Il prossimo QE verrà dalla Svizzera? L’idea dello stato che darà uno stipendio a tutti
NEW YORK (WSI) – Il prossimo QE? Arriverà dalla Svizzera, ironizza la stampa americana, facendo riferimento alle indiscrezioni che stanno circolando sui mercati. Stando ai rumor, nella primavera del 2015 il governo inizierà a discutere infatti una proposta che vuole portare lo stato elvetico a pagare a ogni cittadino uno stipendio fisso.
Un salario per vivere, un “living wage”, come è denominato nel mondo anglosassone. E’ almeno da un anno che l’idea si è insinuata nel paese. Se il piano diventasse operativo, ogni cittadino svizzero riceverebbe uno stipendio fisso del valore di 2.500 franchi svizzeri, l’equivalente di $2.600. Ciò significa che ogni nucleo familiare composto da due adulti, potrebbe contare su un reddito annuo di $62.400, senza dover lavorare, e senza rispettare particolari condizioni.
Sebbene il costo della vita in Svizzera sia molto più alto rispetto a quello degli Stati Uniti e al resto dell’Europa – basti pensare che un Big Mac qui costa $6,72 – sicuramente la somma erogata a favore dei cittadini farebbe una bella differenza, garantendo una vita dignitosa.
I benefit sono ovvi: l’applicazione di una tale politica eliminerebbe la povertà e, sostituendo i programmi governativi attuali, ridurrebbe anche la burocrazia. La forza lavoro meno qualificata avrebbe un maggior potere contrattuale con i datori di lavoro, e non ci sarebbe più bisogno del salario minimo.
Ma non tutti approvano l’idea, più che altro per gli effetti che una tale misura avrebbe sulla produttività potenziale. La gente continuerà a lavorare se non ce ne sarà bisogno? E chi può avere la certezza che i cittadini spenderanno gli assegni statali sull’istruzione e sui beni alimentari e non su su droghe o articoli non necessari?
Il vero problema, poi, è che non ci sono precedenti nella storia, a parte qualche caso isolato, come quello degli anni ’70, che vide protagonista la città canadese di Dauphin, che per un breve periodo di tempo aiutò 1.000 famiglie in difficoltà, attraverso l’assegnazione di un reddito garantito. L’esito fu molto positivo: la manovra pose fine alla povertà, e ci furono anche meno pazienti ricoverati in ospedale e maggiori casi di studenti che completarono gli studi.

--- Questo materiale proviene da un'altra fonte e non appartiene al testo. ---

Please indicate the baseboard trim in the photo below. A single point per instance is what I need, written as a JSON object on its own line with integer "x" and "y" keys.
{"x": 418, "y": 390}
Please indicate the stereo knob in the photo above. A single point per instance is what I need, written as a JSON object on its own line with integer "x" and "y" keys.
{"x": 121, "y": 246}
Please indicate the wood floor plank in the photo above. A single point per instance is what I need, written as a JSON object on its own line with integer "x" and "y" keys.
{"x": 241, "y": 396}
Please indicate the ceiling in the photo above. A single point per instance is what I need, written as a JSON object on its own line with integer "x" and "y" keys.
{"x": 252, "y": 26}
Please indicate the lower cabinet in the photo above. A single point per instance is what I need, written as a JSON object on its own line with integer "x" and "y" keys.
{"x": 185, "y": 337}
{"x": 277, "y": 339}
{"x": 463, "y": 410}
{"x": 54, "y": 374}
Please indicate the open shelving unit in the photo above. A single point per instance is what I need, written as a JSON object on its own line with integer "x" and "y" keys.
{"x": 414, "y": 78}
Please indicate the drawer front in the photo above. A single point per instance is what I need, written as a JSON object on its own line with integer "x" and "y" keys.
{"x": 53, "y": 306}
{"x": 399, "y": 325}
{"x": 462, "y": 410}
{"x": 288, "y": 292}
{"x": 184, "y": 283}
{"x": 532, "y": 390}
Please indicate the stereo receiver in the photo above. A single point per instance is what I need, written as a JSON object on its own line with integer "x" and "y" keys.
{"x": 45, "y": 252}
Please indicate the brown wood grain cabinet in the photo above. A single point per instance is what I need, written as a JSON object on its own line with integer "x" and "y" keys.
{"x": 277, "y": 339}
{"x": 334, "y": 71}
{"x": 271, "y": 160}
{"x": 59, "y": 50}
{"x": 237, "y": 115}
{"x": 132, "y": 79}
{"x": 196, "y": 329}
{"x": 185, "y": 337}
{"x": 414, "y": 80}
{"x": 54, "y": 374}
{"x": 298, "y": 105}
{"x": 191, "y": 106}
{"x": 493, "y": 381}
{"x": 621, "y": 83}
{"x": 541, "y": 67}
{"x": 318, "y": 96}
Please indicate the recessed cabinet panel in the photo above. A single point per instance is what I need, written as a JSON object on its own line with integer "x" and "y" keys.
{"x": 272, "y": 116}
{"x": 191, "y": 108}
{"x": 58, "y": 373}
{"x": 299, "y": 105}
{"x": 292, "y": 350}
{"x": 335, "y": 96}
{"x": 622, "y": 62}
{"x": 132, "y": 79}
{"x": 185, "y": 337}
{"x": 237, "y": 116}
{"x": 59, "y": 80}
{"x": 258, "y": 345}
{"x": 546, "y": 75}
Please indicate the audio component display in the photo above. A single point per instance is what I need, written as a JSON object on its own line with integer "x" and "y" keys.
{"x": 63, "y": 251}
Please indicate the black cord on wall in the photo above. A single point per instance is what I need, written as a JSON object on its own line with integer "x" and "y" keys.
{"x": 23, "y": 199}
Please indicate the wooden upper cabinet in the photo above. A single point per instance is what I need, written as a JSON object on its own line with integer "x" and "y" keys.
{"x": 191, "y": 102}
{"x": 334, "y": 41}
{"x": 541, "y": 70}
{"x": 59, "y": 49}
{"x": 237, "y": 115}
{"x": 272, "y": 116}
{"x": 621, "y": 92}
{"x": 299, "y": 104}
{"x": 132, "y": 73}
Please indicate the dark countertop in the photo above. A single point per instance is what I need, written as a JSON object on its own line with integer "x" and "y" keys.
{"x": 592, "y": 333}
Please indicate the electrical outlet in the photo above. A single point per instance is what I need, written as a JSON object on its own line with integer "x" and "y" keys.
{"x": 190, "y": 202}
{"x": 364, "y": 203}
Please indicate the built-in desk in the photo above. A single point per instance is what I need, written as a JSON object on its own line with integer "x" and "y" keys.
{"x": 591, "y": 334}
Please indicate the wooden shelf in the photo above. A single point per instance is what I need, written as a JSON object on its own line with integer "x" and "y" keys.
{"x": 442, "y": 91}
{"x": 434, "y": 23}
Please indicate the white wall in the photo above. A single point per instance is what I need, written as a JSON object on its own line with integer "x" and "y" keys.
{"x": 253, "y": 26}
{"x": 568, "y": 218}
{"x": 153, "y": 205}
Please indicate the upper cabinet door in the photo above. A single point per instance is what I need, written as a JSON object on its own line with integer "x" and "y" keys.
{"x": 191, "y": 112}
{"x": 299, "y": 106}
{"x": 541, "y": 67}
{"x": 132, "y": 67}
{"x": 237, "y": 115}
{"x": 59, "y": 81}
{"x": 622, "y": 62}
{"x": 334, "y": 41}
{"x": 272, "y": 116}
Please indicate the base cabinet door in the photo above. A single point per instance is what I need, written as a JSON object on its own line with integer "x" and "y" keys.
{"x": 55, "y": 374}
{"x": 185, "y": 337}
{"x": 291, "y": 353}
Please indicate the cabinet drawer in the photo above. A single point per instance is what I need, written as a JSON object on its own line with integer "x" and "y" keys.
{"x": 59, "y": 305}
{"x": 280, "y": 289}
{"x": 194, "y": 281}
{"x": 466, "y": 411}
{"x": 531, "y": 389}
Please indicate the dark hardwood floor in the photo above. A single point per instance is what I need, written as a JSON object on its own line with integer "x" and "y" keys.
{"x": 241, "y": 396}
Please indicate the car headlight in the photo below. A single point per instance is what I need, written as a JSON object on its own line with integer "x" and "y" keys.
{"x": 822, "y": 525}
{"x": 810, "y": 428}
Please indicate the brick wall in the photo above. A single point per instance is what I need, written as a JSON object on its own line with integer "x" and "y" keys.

In realtà, piani simili sono stati discussi in passato. Nel 1968, l’economista americano Milton Friedman, discusse l’idea di una imposta negativa sul reddito, in base a cui i redditi al di sotto di una predeterminata soglia avrebbero ricevuto un reddito supplementare invece di essere sottoposti al pagamento delle tasse.